Presented below, by the Deno crew, is the claim that Deno outruns up and coming Bun when it comes to HTTP. There’s a small win for Deno presented, with Bun right after:

Now, even if we take the numbers given and swallow them whole, there’s an awfully important detail omitted; Deno is a multi-threaded server that utilizes in this test almost 2x the CPU-time while Bun is running single-threaded utilizing only 1x the CPU-time.

In other words; Bun is run on 1 CPU while Deno is run on 2 CPUs here.

This is awfully important of a detail to omit, since it entirely throws Deno’s numbers in the trash can when adjusted for CPU-time. Alternatively, allowing Bun the same amount of CPU-time, the numbers achieved with Bun absolutely towers those you can get with Deno, for the same juice.

It’s such an important detail to “mistakenly omit” that it makes the whole test seem rigged from the start. To verify a conclusion already decided on.

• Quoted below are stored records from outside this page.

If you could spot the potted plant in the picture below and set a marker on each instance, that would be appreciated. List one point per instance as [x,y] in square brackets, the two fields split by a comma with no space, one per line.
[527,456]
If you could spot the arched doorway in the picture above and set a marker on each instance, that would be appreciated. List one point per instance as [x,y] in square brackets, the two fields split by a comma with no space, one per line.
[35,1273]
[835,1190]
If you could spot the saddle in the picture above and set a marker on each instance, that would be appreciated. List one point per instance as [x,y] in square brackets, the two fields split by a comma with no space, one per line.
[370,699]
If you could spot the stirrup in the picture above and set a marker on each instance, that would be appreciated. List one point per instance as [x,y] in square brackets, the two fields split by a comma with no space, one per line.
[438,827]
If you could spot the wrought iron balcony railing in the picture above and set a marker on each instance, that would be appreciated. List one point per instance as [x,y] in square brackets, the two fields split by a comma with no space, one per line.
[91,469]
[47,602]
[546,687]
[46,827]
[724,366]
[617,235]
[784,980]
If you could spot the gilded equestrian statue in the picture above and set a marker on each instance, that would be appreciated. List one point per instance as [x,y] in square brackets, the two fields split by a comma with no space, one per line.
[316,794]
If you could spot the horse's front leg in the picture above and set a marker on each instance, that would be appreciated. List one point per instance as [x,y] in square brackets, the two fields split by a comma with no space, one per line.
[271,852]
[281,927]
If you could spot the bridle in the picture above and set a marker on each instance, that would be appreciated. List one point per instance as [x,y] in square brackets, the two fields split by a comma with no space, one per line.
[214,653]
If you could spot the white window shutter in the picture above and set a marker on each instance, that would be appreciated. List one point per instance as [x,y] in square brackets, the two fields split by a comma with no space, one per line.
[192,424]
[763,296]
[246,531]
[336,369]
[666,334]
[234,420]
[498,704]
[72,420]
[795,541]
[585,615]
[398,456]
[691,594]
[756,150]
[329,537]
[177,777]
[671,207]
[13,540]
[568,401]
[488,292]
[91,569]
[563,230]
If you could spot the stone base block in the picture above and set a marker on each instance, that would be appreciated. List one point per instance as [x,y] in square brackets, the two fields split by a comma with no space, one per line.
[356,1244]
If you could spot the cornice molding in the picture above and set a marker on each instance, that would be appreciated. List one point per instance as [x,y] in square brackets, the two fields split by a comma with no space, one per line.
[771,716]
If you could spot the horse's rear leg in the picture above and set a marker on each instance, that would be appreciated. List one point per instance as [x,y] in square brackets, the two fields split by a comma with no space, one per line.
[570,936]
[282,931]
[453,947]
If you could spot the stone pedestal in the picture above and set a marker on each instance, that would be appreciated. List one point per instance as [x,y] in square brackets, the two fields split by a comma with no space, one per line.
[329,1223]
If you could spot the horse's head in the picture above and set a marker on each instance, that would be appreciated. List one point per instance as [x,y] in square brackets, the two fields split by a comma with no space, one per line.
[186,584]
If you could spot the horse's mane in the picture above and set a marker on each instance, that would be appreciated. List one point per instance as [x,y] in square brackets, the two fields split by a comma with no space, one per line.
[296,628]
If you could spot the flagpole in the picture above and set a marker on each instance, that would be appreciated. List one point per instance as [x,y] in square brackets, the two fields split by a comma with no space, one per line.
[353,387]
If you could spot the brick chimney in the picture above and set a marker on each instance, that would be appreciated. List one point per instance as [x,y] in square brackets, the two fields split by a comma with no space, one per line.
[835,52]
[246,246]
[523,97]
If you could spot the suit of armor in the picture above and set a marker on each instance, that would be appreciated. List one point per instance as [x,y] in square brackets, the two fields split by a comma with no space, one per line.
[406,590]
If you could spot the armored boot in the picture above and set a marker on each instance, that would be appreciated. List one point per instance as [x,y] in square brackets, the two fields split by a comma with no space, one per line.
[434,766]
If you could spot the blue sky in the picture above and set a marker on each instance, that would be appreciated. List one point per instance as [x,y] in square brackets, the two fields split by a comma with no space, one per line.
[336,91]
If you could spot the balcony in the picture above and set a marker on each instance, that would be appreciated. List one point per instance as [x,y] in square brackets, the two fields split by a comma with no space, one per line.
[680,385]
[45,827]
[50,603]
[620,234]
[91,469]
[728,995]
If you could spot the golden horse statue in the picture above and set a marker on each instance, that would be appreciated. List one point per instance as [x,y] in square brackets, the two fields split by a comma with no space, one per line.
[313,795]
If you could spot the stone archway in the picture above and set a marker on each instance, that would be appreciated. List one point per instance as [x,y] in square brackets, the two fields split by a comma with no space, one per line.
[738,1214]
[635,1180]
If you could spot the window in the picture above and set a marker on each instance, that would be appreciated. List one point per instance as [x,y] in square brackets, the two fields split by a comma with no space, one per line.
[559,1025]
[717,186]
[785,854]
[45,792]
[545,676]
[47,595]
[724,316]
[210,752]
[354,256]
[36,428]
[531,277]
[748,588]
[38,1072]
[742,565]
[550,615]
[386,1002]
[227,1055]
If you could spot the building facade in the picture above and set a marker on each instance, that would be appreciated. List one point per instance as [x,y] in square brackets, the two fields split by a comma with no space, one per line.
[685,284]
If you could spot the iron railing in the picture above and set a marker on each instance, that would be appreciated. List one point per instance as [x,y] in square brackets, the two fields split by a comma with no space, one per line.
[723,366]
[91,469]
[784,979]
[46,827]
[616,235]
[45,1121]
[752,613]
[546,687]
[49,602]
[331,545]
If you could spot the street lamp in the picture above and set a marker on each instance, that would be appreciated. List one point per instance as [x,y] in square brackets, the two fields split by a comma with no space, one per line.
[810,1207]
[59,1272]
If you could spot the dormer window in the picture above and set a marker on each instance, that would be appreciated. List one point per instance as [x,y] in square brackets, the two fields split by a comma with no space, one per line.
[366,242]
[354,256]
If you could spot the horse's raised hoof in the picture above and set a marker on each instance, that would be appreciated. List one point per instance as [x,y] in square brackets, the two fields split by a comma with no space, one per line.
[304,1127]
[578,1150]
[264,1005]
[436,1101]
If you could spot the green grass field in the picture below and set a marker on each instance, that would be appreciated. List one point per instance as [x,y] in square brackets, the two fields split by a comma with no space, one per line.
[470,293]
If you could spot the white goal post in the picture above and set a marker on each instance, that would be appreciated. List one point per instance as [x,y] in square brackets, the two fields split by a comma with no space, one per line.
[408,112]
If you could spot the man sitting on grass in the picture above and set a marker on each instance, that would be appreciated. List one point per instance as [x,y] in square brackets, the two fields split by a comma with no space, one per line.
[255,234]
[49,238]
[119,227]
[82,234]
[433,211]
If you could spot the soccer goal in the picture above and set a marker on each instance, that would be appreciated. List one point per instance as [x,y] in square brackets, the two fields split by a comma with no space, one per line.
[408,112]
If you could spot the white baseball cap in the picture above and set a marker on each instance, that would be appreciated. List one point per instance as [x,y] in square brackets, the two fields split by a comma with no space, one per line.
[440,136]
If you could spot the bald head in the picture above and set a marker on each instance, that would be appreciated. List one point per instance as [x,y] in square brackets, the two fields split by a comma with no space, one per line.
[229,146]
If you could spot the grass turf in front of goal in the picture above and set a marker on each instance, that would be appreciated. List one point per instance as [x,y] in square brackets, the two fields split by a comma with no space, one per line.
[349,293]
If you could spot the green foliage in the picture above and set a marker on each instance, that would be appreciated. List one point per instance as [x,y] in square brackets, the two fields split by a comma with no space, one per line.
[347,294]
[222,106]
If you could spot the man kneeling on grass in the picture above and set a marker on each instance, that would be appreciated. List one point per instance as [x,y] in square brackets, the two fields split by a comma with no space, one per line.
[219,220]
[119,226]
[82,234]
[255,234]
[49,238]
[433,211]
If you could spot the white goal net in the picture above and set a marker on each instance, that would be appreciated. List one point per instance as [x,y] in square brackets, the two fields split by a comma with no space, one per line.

Another, less important detail but still an omitted detail is that Bun actually sits above a URL router capable of matching methods, URL wildcards and parameters, while Deno sits directly atop a raw HTTP server without any such capability built-in.

If we run the same test on a MacBook Air M1, with latest Bun v. latest Deno, we get the following:

  • 179k req/sec for Deno.
  • 334k req/sec for Bun.

These are staggering differences when taking into account you can practically scale linearly with number of CPU-cores utilized in this test.

Please - verify, verify, verify and think critically about what you read.

PS. Bun now writes the Date header properly on every response, just as Deno does, so the responses are identically long, and contains identical amounts of headers!